/MySecPol

MySecPol: An Architecture for Safe and Secure Browsing using Client-Side Policy

Primary LanguageJavaScript

MySecPol

MySecPol: An Architecture for Safe and Secure Browsing using Client-Side Policy

Web browsers handle content from different sources making them prone to various attacks. Currently, users rely either on web developers or on different browser extensions for protection against different attacks. In this paper, we propose a simple architecture for defining client-side policies using a policy language MySecPol. The client-side polices give the user control over the content being served to him. Users can define their policies independent of the browser or the Operating System (OS). The policies are then realized by integrating them into the browser with appropriate mechanisms. The policy specification can combine various security mechanisms providing a robust protection. We describe an implementation of MySecPol as a Google Chrome extension. We show how several of the existing approaches are captured as instances of MySecPol. We have further, evaluated the system with real-world websites for testing soundness of the approach by checking the functionality of these sites relative to different policies. A comparison of our system is made with related works with respect to various performance measures.

files:

policy: File contains client policy written in MySecPol

testparser.py: Parser which reads the policy file and sets extension variables.

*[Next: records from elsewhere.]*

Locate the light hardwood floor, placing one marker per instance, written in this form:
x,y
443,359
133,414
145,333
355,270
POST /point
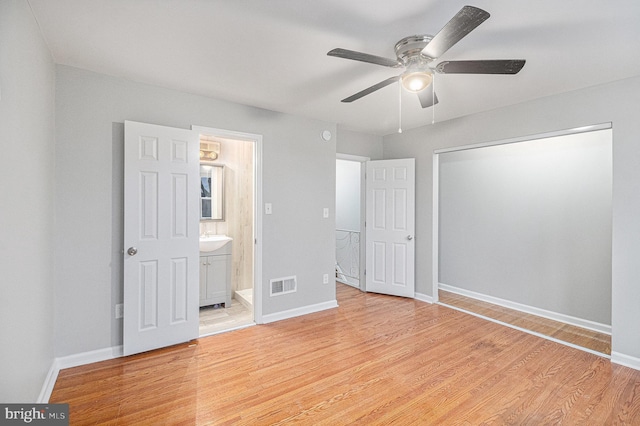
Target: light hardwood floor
x,y
593,340
374,360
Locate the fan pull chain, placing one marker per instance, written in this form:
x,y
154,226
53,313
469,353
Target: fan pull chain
x,y
399,106
433,99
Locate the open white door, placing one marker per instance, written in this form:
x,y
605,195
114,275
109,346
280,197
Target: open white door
x,y
160,236
390,226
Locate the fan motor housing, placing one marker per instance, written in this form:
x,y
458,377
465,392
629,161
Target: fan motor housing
x,y
411,46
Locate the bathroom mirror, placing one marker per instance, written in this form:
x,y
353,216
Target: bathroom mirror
x,y
211,192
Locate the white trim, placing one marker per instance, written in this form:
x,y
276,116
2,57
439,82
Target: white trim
x,y
238,327
304,310
555,316
74,360
524,330
574,131
424,297
435,229
49,383
350,157
257,232
625,360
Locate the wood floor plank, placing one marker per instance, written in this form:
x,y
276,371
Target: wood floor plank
x,y
593,340
373,360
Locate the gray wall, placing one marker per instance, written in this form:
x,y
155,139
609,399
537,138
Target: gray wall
x,y
362,144
530,222
615,102
298,179
26,216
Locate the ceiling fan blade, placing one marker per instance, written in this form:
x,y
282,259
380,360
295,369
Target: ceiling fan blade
x,y
364,57
491,66
371,89
465,21
427,97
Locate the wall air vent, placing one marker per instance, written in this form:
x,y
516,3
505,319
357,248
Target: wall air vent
x,y
285,285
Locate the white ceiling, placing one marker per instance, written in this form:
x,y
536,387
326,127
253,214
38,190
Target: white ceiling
x,y
272,53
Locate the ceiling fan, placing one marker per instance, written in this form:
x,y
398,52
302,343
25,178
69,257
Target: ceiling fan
x,y
416,53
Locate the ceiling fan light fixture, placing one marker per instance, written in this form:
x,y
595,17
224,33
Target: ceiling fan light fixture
x,y
417,81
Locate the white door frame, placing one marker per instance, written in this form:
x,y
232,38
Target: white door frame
x,y
257,161
363,211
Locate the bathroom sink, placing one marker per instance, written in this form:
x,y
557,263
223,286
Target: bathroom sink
x,y
213,242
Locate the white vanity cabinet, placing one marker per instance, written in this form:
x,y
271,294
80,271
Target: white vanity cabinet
x,y
215,276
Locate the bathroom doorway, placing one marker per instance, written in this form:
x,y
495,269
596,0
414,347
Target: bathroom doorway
x,y
237,156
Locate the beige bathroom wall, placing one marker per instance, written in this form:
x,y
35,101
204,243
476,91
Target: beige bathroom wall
x,y
237,157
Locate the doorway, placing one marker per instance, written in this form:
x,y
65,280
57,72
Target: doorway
x,y
237,154
350,211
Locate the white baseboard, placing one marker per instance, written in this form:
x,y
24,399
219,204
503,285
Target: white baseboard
x,y
567,319
291,313
423,297
75,360
626,360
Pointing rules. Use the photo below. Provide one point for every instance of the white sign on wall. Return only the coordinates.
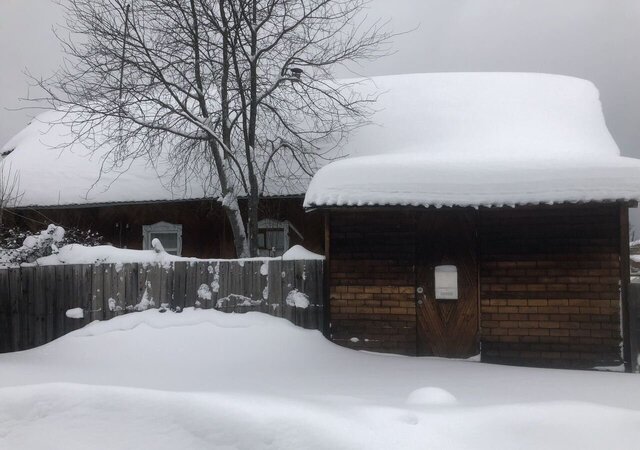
(446, 282)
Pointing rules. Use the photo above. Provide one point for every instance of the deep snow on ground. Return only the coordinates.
(209, 380)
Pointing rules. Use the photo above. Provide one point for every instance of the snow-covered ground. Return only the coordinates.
(207, 380)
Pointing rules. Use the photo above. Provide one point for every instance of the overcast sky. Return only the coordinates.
(594, 39)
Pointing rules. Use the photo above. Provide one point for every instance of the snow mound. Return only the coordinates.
(297, 299)
(481, 139)
(80, 254)
(298, 252)
(75, 313)
(431, 396)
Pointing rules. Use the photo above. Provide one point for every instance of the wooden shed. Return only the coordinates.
(500, 229)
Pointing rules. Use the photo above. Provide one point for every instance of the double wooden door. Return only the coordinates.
(446, 249)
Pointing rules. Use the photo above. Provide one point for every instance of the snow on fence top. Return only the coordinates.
(480, 139)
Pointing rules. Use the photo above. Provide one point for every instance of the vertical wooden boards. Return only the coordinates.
(180, 283)
(39, 308)
(97, 293)
(5, 312)
(50, 301)
(15, 288)
(634, 325)
(274, 281)
(34, 300)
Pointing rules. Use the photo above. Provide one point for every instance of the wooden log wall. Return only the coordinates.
(634, 322)
(34, 300)
(550, 286)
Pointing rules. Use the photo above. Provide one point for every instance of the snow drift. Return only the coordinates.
(208, 380)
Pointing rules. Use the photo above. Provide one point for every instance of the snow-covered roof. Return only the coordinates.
(464, 139)
(480, 139)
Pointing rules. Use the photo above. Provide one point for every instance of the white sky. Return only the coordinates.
(593, 39)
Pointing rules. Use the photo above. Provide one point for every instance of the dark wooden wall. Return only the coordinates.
(372, 282)
(549, 280)
(34, 300)
(205, 229)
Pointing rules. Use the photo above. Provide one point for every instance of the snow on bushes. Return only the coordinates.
(18, 246)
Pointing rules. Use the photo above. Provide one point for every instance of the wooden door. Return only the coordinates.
(447, 327)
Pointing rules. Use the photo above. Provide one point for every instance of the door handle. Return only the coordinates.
(420, 291)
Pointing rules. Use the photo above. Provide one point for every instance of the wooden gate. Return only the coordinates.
(447, 321)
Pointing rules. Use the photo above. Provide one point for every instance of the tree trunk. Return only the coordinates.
(240, 240)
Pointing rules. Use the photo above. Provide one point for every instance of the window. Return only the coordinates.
(446, 282)
(274, 237)
(170, 235)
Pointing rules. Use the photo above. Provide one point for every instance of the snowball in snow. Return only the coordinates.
(75, 313)
(431, 396)
(204, 292)
(297, 299)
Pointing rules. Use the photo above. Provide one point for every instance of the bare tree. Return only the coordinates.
(243, 90)
(10, 192)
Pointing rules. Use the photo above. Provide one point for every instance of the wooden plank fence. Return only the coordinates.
(34, 300)
(634, 325)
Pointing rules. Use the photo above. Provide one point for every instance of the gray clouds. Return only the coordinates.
(593, 39)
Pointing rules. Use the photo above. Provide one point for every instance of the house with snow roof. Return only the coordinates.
(478, 213)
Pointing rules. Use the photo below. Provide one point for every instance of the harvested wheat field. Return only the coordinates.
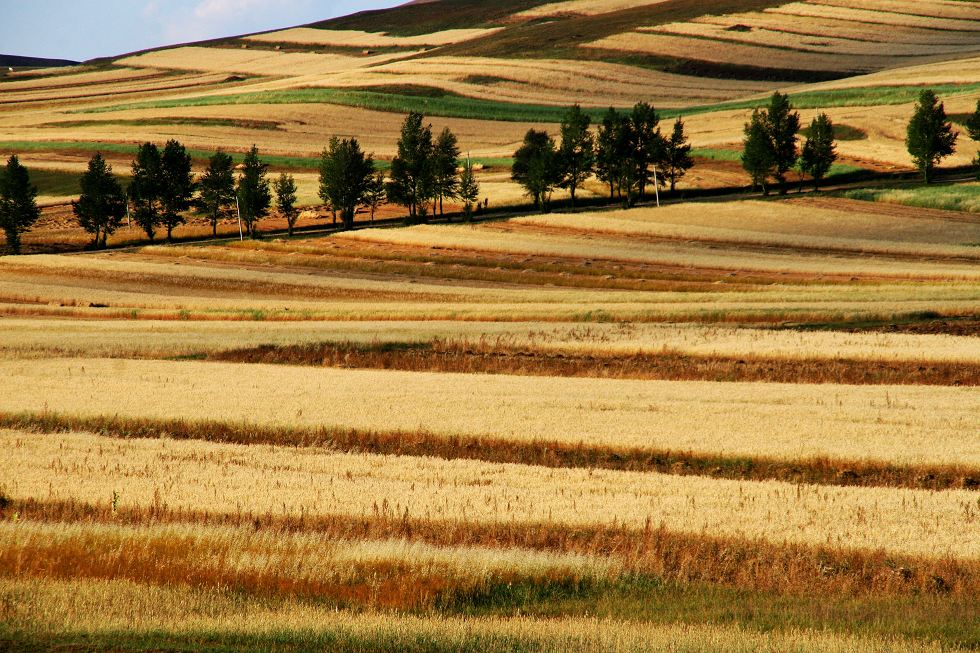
(719, 420)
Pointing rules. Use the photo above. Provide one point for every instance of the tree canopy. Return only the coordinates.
(930, 137)
(254, 196)
(102, 204)
(18, 202)
(820, 149)
(536, 167)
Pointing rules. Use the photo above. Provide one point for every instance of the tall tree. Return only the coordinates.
(216, 188)
(930, 137)
(783, 125)
(608, 159)
(285, 187)
(375, 195)
(446, 162)
(758, 157)
(676, 155)
(576, 155)
(646, 146)
(535, 167)
(412, 175)
(820, 149)
(18, 202)
(254, 197)
(102, 204)
(145, 188)
(176, 185)
(973, 128)
(469, 190)
(345, 174)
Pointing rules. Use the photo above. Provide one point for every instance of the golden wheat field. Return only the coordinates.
(715, 421)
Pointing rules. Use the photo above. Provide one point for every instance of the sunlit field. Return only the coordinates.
(716, 421)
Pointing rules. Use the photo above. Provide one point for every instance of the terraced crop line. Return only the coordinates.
(822, 471)
(584, 552)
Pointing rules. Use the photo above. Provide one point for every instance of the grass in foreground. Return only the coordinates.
(122, 616)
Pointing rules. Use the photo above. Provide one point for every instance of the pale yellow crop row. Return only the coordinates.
(825, 220)
(900, 424)
(731, 53)
(683, 225)
(361, 39)
(113, 607)
(251, 62)
(147, 338)
(261, 480)
(61, 79)
(936, 8)
(582, 7)
(825, 43)
(875, 15)
(496, 238)
(815, 28)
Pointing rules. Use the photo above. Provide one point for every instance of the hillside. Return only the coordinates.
(492, 70)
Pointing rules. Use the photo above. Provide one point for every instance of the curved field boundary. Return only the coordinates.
(820, 471)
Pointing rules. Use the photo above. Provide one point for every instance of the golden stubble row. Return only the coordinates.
(220, 555)
(110, 607)
(734, 255)
(267, 480)
(898, 424)
(94, 338)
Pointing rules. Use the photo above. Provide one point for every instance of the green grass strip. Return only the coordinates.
(958, 197)
(454, 106)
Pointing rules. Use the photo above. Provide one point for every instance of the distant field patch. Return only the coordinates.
(362, 39)
(443, 104)
(237, 123)
(959, 197)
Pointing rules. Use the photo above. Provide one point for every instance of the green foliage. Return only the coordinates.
(176, 185)
(18, 205)
(445, 163)
(973, 129)
(375, 194)
(254, 197)
(676, 159)
(769, 145)
(216, 188)
(345, 173)
(645, 147)
(782, 124)
(412, 175)
(758, 157)
(102, 204)
(144, 189)
(930, 137)
(469, 190)
(536, 167)
(576, 155)
(820, 150)
(285, 187)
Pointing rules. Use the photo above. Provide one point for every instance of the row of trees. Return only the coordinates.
(425, 172)
(770, 147)
(626, 153)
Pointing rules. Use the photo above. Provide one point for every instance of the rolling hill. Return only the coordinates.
(492, 70)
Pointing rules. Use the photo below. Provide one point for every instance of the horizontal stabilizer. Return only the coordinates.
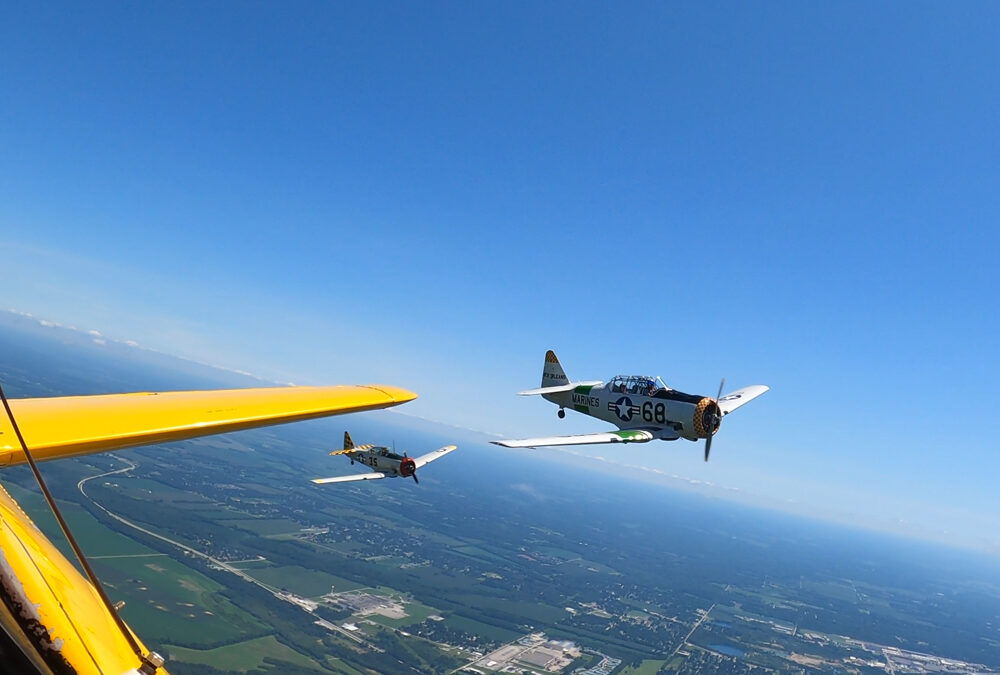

sampleblock.js : File contains sample code without variable values. The parser copies the content of this file, adds variable values and creates new file test/block.js

samplepopup.js : File contains sample code without variable values for popup.html . The parser copies the content of this file, adds variable values and creates new file test/popup.js

test folder: Contains browser extension code.

usage:

  1. Write policy.

  2. Parse the policy using testparser.py

    python3 testparser.py policy

  3. Load extension in your chrome browser. For details, read below.

#Extensions can be loaded in unpacked mode by following the following steps:

  1. Type in address bar chrome://extensions or Goto menu -> Tools -> Extensions).
  2. Enable Developer mode by ticking the checkbox in the upper-right corner.
  3. Click on the "Load unpacked extension..." button.
  4. Select the test directory which contains our unpacked extension.